To prepare the report, the evolution of the cohort of students who entered the University in the 2015-2016 academic year has been followed, but the sample has been limited to face-to-face students, under 30 years of age and of Spanish nationality because, according to the author, studying online is very different and distorts the statistics because the cases are very different for foreigners or distance students.

Someone is considered to have dropped out of school when they have done so during the first three years of the degree. For the entire university population, the dropout rate rises from 11% to 13%. According to the ministry, both data are comparable with those of the European neighbors.

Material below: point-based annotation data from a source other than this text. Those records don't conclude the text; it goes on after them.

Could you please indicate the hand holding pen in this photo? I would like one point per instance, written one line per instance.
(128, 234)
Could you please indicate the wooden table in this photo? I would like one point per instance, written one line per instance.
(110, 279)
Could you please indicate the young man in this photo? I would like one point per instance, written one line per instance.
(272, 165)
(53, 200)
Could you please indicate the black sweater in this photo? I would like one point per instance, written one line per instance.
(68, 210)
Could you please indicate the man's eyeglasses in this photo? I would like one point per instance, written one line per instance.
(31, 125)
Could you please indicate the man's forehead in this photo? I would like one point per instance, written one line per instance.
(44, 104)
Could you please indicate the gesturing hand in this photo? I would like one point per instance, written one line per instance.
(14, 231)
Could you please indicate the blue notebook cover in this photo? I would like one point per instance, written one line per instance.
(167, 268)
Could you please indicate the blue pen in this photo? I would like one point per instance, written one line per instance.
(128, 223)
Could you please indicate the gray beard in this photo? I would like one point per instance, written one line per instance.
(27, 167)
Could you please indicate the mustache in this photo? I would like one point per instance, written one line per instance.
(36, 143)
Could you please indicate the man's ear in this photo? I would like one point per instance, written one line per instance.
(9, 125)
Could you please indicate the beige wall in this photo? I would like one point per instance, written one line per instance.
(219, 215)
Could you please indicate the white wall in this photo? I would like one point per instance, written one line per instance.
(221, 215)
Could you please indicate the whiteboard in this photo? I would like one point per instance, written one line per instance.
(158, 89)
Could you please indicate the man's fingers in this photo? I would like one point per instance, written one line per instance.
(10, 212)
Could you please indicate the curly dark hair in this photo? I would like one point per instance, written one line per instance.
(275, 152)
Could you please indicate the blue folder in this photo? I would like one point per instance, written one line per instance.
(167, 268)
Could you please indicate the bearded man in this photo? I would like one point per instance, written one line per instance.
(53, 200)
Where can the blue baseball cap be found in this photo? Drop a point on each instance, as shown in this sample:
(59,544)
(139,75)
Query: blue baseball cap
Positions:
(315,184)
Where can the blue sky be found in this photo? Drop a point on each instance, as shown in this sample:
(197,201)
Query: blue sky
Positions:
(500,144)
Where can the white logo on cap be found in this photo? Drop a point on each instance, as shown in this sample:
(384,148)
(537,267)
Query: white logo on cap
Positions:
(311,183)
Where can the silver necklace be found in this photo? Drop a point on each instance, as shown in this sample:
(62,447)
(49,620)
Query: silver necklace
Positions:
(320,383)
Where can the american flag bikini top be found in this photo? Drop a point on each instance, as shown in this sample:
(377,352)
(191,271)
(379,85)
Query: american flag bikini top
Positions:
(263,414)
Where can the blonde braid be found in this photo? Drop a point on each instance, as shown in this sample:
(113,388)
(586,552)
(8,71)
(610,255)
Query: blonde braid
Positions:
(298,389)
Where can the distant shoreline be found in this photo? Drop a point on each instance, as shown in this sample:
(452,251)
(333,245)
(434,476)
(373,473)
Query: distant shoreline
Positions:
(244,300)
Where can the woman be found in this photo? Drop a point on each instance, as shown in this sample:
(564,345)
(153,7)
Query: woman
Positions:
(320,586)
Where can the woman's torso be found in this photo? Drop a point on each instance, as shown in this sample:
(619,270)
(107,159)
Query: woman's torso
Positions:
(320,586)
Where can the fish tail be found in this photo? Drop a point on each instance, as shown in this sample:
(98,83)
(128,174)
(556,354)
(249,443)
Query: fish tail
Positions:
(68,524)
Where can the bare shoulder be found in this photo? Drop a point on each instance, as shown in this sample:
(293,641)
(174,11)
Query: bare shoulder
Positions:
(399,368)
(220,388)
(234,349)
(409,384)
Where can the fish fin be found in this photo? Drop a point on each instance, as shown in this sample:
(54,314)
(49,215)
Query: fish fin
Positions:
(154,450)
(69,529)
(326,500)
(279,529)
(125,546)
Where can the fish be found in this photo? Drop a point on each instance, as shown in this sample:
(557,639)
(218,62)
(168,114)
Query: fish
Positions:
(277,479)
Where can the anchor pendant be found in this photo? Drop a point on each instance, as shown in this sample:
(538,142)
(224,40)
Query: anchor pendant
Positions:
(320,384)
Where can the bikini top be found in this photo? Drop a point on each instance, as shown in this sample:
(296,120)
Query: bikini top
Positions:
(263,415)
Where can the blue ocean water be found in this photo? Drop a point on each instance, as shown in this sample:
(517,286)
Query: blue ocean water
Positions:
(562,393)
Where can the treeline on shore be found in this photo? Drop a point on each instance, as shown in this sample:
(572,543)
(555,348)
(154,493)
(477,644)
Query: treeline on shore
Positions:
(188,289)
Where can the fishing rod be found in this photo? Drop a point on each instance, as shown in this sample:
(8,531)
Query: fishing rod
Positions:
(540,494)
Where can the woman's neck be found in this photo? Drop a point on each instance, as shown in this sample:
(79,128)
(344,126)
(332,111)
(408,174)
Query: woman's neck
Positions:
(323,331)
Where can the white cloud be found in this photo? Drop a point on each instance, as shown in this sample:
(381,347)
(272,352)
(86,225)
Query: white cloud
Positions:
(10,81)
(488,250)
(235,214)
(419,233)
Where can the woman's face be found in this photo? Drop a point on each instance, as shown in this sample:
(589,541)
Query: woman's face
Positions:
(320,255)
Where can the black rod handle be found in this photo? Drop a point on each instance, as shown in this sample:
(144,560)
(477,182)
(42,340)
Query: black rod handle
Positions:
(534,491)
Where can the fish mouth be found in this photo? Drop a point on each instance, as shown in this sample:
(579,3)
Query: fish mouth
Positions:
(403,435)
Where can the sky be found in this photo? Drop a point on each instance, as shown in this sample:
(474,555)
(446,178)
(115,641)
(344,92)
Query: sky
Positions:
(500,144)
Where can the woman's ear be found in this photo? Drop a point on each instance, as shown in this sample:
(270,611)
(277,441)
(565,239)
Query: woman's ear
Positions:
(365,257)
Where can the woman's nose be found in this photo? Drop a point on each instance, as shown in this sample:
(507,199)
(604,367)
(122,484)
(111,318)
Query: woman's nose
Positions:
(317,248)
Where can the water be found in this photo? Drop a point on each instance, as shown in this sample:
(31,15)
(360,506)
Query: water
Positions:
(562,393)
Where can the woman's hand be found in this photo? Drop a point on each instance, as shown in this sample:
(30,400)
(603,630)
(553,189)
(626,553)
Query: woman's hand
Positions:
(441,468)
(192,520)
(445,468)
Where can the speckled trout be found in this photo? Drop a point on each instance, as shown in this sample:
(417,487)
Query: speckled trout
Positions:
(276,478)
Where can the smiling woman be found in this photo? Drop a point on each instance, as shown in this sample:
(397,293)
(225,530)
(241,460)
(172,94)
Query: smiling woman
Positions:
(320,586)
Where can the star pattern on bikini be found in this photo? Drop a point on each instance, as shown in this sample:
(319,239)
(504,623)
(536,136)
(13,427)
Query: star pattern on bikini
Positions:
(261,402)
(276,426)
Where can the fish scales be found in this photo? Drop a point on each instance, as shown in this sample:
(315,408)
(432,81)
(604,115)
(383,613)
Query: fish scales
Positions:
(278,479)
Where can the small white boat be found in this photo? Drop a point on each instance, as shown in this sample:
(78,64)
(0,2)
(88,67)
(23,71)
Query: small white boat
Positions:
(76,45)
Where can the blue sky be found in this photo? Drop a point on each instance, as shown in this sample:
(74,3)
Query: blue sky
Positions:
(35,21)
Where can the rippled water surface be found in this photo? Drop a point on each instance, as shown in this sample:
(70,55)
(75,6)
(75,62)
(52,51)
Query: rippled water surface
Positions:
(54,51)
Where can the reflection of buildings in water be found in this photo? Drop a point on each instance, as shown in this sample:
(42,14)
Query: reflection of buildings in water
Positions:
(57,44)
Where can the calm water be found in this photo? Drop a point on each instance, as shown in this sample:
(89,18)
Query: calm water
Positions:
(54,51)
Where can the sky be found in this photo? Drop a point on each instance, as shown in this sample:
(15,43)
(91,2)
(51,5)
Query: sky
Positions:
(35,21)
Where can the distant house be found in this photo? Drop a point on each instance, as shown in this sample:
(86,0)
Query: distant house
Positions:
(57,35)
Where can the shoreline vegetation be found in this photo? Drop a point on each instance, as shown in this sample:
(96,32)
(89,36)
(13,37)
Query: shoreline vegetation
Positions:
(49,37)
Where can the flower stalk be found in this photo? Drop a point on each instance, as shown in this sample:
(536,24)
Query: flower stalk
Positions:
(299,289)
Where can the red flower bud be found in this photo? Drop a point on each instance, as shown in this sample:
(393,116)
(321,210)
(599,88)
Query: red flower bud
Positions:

The ministry report does not enter to quantify the cost for the State, or families, the abandonment of studies. Yes, the Valencian Institute of Economic Research (IVIE) and the BBVA Foundation did it in one of its latest editions of the URanking: abandonment costs Spain some 680 million euros per year, a figure that rises to almost one billion if the 296 that the families dedicated to paying their part of the tuition, although this calculation was made for a much higher percentage of people who drop out because it included those who changed grades, something that the ministry has not done because it considers that it grabs the literal meaning of “abandonment”. However, changing studies does have that cost for families and the state, in time in the first case and in money in both.

More scholarships and cheaper fees

The Ministry of Universities highlights in the text the measures it has taken to reduce dropouts from university studies, and stresses that they have not had an effect on the study presented because they have been applied after the cohort of students analyzed left the campus, which focus on two lines of action.

On the one hand, an agreement was reached with the autonomous communities to reduce and standardize the prices of university fees among them. As a result of that pact and a later one, ten communities have to lower the price of degrees and all except Asturias the price of master’s degrees.

On the other, explains Universities, the scholarship system has been changed to widen it above all from below, among the most disadvantaged students, a measure that ended up translating into twice the number of people who previously received the highest possible amount. This reform has been completed this course with the advancement of the usual call for scholarships, which happens this month of March so that it is resolved before the course begins and families know in advance if they are going to receive a grant or not.